Franklin’s roots were in the press room. I think of him with Johannes Gutenberg or Marshal McLuhan because their work on print and page understood the medium preceding the digital era. He liked to draw. And what a scholar he was! Really in the tradition of François Villon, independent of institutions of learning, yet foraging among them, wondering and wandering.
He made an exegesis of Karl Marx’s Ethnological Notebooks that brought the Iroquois League quite out of the distant past such that “it glows brightly with the colors of the future.” Once the Iroquois provided help to the settler colonists at the Albany Congress of 1754 in offering their experience with federalism as a way that several may govern as one – federalism. Now again more than a hundred years later the Iroquois offered a notion of matriarchy, common property, and the long house.
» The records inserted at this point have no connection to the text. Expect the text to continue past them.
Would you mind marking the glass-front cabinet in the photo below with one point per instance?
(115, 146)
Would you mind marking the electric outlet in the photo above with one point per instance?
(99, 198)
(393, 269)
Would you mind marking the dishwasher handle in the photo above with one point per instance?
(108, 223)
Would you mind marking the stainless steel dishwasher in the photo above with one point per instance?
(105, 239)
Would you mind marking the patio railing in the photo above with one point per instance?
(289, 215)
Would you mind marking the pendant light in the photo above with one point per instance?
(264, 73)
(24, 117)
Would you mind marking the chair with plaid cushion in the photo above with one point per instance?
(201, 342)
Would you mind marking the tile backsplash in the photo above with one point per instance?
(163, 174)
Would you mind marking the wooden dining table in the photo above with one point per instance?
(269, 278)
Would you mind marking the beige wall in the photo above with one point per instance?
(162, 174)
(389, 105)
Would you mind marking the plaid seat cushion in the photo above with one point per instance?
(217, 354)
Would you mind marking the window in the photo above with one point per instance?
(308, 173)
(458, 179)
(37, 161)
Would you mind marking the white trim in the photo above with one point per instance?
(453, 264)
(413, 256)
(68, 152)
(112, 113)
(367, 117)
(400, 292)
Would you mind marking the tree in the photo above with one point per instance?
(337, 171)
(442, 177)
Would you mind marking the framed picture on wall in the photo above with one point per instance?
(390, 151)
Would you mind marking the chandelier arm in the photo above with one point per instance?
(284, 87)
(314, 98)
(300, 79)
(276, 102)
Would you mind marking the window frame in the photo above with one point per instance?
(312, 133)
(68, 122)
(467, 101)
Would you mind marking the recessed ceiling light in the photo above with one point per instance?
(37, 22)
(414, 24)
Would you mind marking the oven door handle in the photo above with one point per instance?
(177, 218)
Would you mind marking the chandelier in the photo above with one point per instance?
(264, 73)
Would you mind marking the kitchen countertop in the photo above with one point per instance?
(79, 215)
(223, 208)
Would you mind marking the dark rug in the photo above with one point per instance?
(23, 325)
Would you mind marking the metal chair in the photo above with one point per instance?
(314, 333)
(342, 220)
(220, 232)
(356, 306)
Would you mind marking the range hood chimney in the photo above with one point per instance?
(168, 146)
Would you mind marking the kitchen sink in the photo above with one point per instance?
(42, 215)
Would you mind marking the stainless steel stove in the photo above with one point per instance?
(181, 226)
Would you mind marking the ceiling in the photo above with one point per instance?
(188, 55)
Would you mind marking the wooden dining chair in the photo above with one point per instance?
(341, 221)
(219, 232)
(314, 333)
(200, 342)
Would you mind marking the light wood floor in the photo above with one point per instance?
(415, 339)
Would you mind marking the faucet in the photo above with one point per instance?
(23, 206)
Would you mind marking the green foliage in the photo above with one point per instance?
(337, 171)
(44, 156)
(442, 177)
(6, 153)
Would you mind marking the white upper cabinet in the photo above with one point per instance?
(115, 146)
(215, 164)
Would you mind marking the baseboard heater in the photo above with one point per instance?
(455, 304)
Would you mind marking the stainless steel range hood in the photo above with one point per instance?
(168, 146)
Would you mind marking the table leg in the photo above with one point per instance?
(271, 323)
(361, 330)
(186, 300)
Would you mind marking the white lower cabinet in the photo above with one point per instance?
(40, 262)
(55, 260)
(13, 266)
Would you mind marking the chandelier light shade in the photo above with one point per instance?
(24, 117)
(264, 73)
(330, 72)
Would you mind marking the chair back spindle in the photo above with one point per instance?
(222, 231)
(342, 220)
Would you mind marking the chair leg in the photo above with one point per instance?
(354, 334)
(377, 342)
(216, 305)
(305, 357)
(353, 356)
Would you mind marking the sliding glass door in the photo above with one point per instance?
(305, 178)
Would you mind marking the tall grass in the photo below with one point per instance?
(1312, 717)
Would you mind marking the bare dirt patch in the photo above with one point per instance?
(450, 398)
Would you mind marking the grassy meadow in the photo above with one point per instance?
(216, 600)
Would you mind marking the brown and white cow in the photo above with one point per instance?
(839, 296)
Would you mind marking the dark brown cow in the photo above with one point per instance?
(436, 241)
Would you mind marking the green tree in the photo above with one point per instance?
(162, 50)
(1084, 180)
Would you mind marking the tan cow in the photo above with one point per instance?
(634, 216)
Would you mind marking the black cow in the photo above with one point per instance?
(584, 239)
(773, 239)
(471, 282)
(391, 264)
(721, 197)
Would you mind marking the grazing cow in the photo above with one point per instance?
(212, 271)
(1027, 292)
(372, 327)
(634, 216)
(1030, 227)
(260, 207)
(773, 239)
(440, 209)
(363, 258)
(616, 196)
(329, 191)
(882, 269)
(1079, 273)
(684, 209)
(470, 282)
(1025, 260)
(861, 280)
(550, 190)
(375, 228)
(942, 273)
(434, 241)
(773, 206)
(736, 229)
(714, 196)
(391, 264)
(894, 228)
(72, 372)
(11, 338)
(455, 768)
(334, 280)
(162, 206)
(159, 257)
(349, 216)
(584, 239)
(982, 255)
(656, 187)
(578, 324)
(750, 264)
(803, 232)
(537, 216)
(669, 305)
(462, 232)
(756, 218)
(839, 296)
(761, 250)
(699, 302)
He did this in the midst of the settlement of Marx into American academia. Not as political economy but as revolutionary imagination. He was helped by Raya Dunayevskaya and Thelonius Monk. Originally published in an occasional journal he edited called Arsenal: Surrealist Subversion. He generously welcomed E.P. Thompson’s huge screed, Poverty of Theory, to this task of recovering the life-long humanism of Karl Marx.
He was a man of the Movement. Adept at the cut-and-thrust of sectarian in-fighting he avoided the unfeeling but shiny scars that could result. He learned some of his Marxism from long-time Fred Thompson who in the midst of sectarian bickering would sing out the classic, “Oh, Karl Marx’s whiskers were eighteen inches long,” which could pretty much calm things down. Rosemont found that “strange birds continue to build their nests in Karl Marx’s beard” and we could easily, in this same spirit, imagine the birds braiding the whiskers into dreads!
He could be as direct as a nail to the noggin of Mr. Block. Is there a question about what he stood for? Here is his credo as concise and comprehensive a definition of woke as you could possibly find outside your sleeping bag. Faites attention, Mr. Block.
“In poetry as in life I am for freedom and against slavery: for the Indians against the European invaders and the American explorers; for the black insurrections against the white-power structure; for guerrillas against colonial administrators and imperialist armies; for youth against cops, curfews, school, and conscription; for wildcat strikers against bosses and union bureaucrats; for poetry against literature, philosophy, and religion; for mad love against civilized repression and bourgeois marriage; and for the surrealist revolution against complacency, hypocrisy, cowardice, stupidity, exploitation, and oppression.”
With that we join Franklin Rosemont in saying, “Goodbye, Mr. Block,” and hello to May Day Earth Day combined.